Charges are deducted at the end of each second, and if her balance becomes non-positive, the call drops immediately. Incoming calls are free. Compute the maximum whole seconds Kate can talk in one call. If N < p1, she cannot even establish a call, so the answer is 0.

2. Key Observations  
  • The total cost as a function of talk time x is non-decreasing and piecewise linear:  
    – For 1 ≤ x ≤ k1: cost = p1.  
    – For k1+1 ≤ x ≤ k1+k2: cost = p1 + (x−k1)·p2.  
    – For x > k1+k2: cost = p1 + k2·p2 + (x−k1−k2)·p3.  
  • We need the largest x such that cost(x) ≤ N.  
  • Because cost(x) grows monotonically, we can either:  
    a) Binary-search x in [0, some upper bound].  
    b) Compute directly in O(1) by “buying” blocks of time greedily: pay p1, then buy as many p2-seconds as possible (up to k2), then use leftover funds for p3-seconds.

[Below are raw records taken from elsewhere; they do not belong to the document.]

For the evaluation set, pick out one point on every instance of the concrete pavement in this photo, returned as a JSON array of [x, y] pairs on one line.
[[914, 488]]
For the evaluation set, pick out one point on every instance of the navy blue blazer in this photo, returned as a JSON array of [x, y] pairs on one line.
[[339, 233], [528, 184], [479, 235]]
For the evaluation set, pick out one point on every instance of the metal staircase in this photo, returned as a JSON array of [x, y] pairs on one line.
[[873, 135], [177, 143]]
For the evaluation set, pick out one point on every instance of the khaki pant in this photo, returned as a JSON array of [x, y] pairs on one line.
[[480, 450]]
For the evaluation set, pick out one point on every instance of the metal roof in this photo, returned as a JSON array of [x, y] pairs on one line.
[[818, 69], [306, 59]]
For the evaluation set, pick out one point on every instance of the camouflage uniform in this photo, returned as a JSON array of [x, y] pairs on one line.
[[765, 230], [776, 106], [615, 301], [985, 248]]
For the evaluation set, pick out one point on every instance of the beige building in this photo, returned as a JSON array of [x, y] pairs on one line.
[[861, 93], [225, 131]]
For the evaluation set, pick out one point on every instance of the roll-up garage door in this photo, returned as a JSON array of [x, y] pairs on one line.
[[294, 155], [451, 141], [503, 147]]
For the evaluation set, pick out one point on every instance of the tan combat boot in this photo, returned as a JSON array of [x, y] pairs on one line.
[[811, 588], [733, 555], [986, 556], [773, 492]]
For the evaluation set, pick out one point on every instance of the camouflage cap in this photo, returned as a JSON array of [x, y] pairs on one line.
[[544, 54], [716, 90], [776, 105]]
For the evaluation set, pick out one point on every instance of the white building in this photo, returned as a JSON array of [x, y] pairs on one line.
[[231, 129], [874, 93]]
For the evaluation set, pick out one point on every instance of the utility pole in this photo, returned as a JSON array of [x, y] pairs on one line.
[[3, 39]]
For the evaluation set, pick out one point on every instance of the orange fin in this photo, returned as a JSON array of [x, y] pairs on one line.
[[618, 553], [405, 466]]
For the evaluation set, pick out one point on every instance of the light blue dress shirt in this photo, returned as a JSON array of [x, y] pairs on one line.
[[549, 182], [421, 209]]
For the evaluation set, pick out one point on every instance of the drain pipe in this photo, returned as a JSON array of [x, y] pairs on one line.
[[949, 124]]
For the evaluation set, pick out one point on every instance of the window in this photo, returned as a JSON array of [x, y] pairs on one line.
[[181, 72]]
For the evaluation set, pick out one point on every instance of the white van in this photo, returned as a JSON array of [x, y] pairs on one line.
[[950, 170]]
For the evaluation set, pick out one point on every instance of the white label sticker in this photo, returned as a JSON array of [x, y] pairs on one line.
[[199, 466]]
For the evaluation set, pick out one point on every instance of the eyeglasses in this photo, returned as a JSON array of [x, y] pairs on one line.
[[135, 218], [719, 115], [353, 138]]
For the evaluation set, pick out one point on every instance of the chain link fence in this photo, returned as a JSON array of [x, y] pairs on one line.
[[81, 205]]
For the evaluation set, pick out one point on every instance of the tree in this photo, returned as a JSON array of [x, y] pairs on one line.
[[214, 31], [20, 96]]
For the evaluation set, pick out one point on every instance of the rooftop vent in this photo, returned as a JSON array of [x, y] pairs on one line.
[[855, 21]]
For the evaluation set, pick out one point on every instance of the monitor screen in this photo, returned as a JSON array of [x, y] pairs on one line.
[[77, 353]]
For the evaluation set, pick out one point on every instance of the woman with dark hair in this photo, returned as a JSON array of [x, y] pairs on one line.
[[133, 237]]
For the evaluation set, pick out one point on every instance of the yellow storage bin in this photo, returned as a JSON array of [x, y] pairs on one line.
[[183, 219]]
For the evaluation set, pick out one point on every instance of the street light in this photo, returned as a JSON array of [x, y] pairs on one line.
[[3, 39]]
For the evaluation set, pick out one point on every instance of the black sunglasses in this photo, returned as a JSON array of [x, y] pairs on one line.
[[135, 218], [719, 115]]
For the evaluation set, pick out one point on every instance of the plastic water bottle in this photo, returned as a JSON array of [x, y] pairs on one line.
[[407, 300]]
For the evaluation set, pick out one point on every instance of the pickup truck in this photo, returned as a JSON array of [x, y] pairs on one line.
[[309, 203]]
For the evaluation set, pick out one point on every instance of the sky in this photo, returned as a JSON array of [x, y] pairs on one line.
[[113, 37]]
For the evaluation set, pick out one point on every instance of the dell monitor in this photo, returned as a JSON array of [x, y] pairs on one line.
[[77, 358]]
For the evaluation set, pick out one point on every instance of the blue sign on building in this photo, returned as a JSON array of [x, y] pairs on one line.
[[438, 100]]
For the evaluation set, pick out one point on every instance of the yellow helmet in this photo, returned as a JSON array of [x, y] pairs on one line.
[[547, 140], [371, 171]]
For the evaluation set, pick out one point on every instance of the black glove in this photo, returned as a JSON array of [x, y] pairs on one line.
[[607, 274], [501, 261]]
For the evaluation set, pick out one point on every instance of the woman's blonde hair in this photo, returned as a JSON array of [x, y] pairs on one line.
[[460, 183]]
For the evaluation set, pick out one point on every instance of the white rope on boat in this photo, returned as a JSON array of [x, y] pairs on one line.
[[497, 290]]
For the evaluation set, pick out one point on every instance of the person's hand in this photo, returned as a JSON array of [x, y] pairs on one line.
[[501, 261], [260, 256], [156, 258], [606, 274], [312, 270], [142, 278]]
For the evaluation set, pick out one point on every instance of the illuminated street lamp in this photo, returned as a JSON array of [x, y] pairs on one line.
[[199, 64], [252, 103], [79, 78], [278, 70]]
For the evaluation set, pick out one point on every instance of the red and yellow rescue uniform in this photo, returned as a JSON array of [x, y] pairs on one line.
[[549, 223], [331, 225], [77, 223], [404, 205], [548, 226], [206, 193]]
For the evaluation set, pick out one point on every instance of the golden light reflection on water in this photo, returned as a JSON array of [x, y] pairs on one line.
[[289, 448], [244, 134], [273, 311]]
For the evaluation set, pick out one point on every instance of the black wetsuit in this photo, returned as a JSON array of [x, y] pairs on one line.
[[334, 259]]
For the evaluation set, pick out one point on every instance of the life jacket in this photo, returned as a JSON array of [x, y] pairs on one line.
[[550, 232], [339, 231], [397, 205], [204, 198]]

3. Full Solution Approach  
  1. If N < p1, return 0 immediately.  
  2. Subtract p1 from N: these funds cover the first k1 seconds. Set answer = k1.  
  3. From the remaining balance, buy up to k2 seconds at p2 per second:  
     take2 = min(k2, N // p2)  
     answer += take2  
     N -= take2·p2  
  4. Finally, use all leftover balance for p3-priced seconds:  
     take3 = N // p3  
     answer += take3  
  5. Return answer.  
  This runs in O(1) time and uses O(1) memory, easily within the problem limits.

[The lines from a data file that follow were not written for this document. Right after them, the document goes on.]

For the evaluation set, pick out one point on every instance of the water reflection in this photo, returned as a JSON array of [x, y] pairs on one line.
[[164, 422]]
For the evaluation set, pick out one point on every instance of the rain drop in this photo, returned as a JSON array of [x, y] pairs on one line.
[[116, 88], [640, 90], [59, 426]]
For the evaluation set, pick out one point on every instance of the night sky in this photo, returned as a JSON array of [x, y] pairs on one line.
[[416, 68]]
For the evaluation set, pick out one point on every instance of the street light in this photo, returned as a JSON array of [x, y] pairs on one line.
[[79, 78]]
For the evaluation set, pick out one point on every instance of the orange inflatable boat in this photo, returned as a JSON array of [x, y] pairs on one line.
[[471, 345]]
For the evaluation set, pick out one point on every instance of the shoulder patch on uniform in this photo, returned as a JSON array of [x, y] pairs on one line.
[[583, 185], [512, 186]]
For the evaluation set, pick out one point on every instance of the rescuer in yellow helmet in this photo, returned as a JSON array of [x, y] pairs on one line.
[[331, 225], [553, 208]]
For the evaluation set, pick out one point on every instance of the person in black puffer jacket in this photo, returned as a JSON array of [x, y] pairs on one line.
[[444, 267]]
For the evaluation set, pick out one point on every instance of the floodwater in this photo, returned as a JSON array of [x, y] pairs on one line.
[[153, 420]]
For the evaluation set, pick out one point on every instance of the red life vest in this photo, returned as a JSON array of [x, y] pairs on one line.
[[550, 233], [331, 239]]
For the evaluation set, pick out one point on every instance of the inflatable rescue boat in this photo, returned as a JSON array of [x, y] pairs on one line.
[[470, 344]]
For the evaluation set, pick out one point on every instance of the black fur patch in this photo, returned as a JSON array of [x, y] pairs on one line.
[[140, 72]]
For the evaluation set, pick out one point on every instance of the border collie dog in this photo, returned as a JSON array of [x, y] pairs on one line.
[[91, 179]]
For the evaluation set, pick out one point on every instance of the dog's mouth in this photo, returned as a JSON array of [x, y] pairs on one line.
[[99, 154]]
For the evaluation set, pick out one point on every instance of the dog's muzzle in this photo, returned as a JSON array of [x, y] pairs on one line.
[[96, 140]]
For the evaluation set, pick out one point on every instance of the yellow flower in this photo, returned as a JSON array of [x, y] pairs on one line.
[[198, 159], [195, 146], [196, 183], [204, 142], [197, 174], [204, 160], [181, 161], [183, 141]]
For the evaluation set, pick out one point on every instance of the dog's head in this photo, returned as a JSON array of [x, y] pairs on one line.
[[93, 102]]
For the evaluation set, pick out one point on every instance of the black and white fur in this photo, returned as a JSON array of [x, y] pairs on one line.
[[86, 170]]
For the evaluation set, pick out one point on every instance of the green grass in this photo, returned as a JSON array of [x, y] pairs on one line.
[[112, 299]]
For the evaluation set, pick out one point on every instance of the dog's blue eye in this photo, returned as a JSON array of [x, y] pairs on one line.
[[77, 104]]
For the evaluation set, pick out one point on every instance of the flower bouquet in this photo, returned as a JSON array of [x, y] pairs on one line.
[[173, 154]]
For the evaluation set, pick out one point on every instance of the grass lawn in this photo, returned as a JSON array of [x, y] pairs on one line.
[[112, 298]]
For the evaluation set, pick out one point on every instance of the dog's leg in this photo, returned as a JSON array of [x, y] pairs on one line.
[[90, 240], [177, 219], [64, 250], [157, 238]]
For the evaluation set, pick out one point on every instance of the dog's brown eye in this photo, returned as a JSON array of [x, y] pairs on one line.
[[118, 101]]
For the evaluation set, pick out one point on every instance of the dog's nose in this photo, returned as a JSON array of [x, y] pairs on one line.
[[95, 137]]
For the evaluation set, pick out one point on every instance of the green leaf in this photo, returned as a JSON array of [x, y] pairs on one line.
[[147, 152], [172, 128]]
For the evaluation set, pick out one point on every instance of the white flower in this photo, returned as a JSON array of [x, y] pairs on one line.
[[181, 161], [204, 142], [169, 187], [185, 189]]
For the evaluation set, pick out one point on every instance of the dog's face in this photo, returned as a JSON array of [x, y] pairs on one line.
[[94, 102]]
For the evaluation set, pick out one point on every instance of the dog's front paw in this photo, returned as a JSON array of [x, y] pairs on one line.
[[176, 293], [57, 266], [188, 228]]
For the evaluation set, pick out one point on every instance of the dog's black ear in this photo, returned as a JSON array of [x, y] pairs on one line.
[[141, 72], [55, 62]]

4. C++ Implementation with Detailed Comments  
```cpp
#include <bits/stdc++.h>
using namespace std;

// We use 64-bit integers in case N and costs are large.
int main() {
    ios::sync_with_stdio(false);
    cin.tie(nullptr);

    long long N;    // Initial balance in cents
    long long k1, k2; // Durations of the first two billing blocks
    long long p1, p2, p3; // Costs: flat fee and per-second costs

    // Read input: N k1 k2 p1 p2 p3
    cin >> N >> k1 >> k2 >> p1 >> p2 >> p3;

    // 1) If we cannot pay the initial flat fee, we can't talk at all.
    if (N < p1) {
        cout << 0 << "\n";
        return 0;
    }

    // 2) Pay the flat fee p1 to cover up to k1 seconds.
    N -= p1;
    long long answer = k1;

    // 3) Buy up to k2 seconds at p2 per second.
    //    We can afford at most N/p2 seconds, but also no more than k2.
    long long take2 = min(k2, N / p2);
    answer += take2;
    N -= take2 * p2;

    // 4) With remaining balance, buy as many p3-seconds as possible.
    long long take3 = N / p3;
    answer += take3;

    // 5) Output the total seconds.
    cout << answer << "\n";
    return 0;
}
```

5. Python Implementation with Detailed Comments  
```python
import sys

def max_talk_time(N, k1, k2, p1, p2, p3):
    # 1) If not enough to pay p1, return 0.
    if N < p1:
        return 0

    # 2) Pay flat fee p1 for the first k1 seconds.
    N -= p1
    total_seconds = k1

    # 3) Next k2 seconds cost p2 each.
    #    We can buy at most k2, and at most N//p2 with remaining balance.
    take2 = min(k2, N // p2)
    total_seconds += take2
    N -= take2 * p2

    # 4) Remaining seconds cost p3 each.
    take3 = N // p3
    total_seconds += take3

    return total_seconds

def main():
    data = sys.stdin.read().strip().split()
    N, k1, k2, p1, p2, p3 = map(int, data)
    print(max_talk_time(N, k1, k2, p1, p2, p3))

if __name__ == "__main__":
    main()
```

Explanation Recap:  
We first ensure Kate can pay the initial connection fee p1. That covers up to k1 seconds regardless of how small k1 is. Then we treat the next k2 seconds as a separate “block” priced at p2 per second, buying as many of those as the remaining balance allows (but no more than k2). Finally, any leftover money is spent on additional seconds at p3 per second. This greedy block-by-block purchase works because each block’s price is fixed per second and the total cost function is monotonically increasing in time.